他的聲音很疲憊,讓她晚上回家自己煮面吃。
連枝說:“我媽呢?”
“你媽有點事。”
“怎麽了?”連枝感到不詳的預感。
“今天又去找劉雜-種要錢,沒要到,那狗娘養的還找人打我們!”舅舅憤然,但又無計可施,“這群人渣,呸!”
“那我媽……”
“你媽沒受傷,就是衣服被扯壞了,我們進了趟局子……”
“你別跟她說!”連枝聽到媽媽由遠及近的聲音,似乎是搶過的手機,“囡囡啊,媽媽沒事,你回去先自己煮飯吃……”
“你們現在在哪裏啊?”說話帶顫,連枝捂着嘴巴,防止顫抖的音節被母親聽見。
那邊傳來嘈雜的聲音,很快電話就被挂斷了,連枝再打過去,無法接通。
雨又大了一些,随着風斜飄下來。
連枝坐到等車的長椅上,雨幕之下,天空是灰白色的。電話挂斷的時候,她的眼淚就掉下來了。

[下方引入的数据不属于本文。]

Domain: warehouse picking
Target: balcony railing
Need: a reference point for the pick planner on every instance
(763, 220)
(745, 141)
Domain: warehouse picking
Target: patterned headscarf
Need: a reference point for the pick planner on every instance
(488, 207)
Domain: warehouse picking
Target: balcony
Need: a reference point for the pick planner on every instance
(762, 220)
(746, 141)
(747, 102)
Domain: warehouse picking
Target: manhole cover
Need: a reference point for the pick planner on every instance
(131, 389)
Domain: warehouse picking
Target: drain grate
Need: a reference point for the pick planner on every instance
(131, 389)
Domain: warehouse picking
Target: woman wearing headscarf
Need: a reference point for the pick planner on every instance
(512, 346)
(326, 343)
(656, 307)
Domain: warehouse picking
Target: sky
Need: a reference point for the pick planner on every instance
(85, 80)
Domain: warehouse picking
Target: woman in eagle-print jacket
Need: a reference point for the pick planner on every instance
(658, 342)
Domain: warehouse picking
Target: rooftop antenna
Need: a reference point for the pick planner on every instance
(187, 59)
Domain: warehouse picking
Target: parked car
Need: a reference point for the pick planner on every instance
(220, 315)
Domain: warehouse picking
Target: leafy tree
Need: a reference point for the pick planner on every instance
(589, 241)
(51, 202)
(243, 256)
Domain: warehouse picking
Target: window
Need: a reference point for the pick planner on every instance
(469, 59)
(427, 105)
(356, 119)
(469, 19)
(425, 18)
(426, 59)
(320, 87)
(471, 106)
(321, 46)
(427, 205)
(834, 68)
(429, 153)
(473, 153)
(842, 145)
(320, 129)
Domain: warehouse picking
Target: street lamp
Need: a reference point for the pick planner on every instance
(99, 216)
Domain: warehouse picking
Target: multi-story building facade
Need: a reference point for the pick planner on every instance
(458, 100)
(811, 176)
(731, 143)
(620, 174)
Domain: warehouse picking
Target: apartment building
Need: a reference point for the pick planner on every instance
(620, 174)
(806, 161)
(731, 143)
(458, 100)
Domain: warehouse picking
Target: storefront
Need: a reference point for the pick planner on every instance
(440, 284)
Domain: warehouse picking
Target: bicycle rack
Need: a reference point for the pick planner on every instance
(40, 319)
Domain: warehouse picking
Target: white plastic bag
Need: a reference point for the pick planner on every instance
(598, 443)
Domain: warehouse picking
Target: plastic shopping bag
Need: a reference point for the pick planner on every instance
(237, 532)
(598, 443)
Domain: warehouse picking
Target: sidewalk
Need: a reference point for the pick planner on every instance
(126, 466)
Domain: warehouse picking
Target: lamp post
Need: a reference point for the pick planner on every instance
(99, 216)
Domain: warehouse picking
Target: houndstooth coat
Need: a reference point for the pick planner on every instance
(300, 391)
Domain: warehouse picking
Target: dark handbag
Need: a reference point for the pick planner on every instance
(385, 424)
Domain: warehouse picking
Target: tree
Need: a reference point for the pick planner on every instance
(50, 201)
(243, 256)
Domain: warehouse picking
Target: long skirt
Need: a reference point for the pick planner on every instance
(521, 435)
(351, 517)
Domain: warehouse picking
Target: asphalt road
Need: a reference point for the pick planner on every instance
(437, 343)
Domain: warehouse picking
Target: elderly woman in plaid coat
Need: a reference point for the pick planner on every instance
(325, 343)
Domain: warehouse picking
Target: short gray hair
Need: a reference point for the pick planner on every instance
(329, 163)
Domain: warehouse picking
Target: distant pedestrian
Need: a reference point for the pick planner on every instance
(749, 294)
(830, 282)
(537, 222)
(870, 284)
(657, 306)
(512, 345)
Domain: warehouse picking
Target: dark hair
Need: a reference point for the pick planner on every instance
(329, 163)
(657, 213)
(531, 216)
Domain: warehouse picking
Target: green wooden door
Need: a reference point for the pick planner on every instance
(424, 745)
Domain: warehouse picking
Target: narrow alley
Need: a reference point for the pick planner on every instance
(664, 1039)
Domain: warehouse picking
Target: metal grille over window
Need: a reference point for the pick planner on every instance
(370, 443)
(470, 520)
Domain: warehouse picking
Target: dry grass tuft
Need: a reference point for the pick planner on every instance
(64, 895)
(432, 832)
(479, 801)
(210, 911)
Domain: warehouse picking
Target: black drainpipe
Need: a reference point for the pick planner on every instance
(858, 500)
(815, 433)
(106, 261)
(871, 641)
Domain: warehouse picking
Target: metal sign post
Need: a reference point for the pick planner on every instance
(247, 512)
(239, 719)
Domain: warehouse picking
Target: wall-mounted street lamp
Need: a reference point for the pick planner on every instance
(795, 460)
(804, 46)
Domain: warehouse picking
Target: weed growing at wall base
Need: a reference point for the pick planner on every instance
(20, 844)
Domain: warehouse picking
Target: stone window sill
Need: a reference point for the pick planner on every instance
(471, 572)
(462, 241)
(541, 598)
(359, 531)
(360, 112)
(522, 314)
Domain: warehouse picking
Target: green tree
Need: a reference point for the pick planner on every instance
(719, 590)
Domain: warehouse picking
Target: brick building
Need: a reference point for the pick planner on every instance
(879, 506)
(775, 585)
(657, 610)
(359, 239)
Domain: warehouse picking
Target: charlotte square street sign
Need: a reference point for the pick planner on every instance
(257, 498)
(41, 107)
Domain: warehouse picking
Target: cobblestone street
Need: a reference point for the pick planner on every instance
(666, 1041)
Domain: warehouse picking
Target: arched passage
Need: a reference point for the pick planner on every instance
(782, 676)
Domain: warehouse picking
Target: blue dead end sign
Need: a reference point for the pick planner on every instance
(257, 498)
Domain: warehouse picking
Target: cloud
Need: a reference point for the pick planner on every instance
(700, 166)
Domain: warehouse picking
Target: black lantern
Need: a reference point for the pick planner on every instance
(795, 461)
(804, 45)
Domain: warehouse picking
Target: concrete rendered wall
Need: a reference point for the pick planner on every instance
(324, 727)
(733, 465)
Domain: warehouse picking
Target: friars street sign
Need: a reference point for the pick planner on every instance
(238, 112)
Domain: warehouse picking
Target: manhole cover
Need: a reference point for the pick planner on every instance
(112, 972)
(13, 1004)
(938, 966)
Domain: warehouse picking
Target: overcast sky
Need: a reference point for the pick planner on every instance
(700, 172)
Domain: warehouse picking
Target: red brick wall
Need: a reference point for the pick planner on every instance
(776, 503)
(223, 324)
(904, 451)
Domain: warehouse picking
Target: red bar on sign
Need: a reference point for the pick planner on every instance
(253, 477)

連父是在高考前幾天出的事,他在工地上班,吊車捆的木材松了,從幾十米的高空掉下來,砸在他身上,當場死亡。
連枝沒能見到父親最後一面。那個周末下午,連枝去學校的時候,連父難得休息,在家喝酒吃炒花生米,出門的時候,連父叮囑她高考加油。那是最後的記憶。
有時候回想起來,明明只是短暫的一周,卻好像過了一個世紀那麽長。料理父親的後事,商量賠償,準備高考。她一直很堅強,媽媽哭的時候她沒哭,捧着連父的照片去工地被人推擠的時候她沒哭,高考結束,鈴聲響起的那個瞬間,她默默地流了兩行淚。
結果可想而知,她的成績不怎麽理想,只能去一個普通的專科學校。那時候家裏情況非常糟糕,賠償始終談不下來,到最後老板直接隐身,根本找不到人。他們一家人搬了花圈去工地,老板報警,場面混亂不堪。她抱着參考書在網吧填報了志願,出門的時候夜風刮來,夜幕涼而靜,連枝覺得,這輩子也就這樣了。
是陳悠然改變了她的決定。
連枝記得,那是個炎熱的夜晚,她在一家燒烤店做服務員,每天忙得滿頭大汗,腰酸背痛。
“你去複讀。”上菜的時候,陳悠然拉住她的手腕,把一張學校宣傳單拍到她手裏。
連枝把那單子放回桌上,客人在要啤酒。
她竹竿一樣的瘦,卻能搬動一箱啤酒,陳悠然看得心疼。
夜裏燒烤店最忙,陳悠然不敢打擾她太多。等連枝忙完,淩晨下班,卻發現陳悠然和她那時的男票在路燈下等她。
連枝走過去,陳悠然遞給她一杯解暑涼茶。
“枝枝,這個單子,你回家看看,再來一年吧。”她說:“你還記得李老師嗎,都說老教師看人很準,一下就能看準哪些學生以後最不一樣,那個時候,老師說是你。明明我才是她的課代表呢。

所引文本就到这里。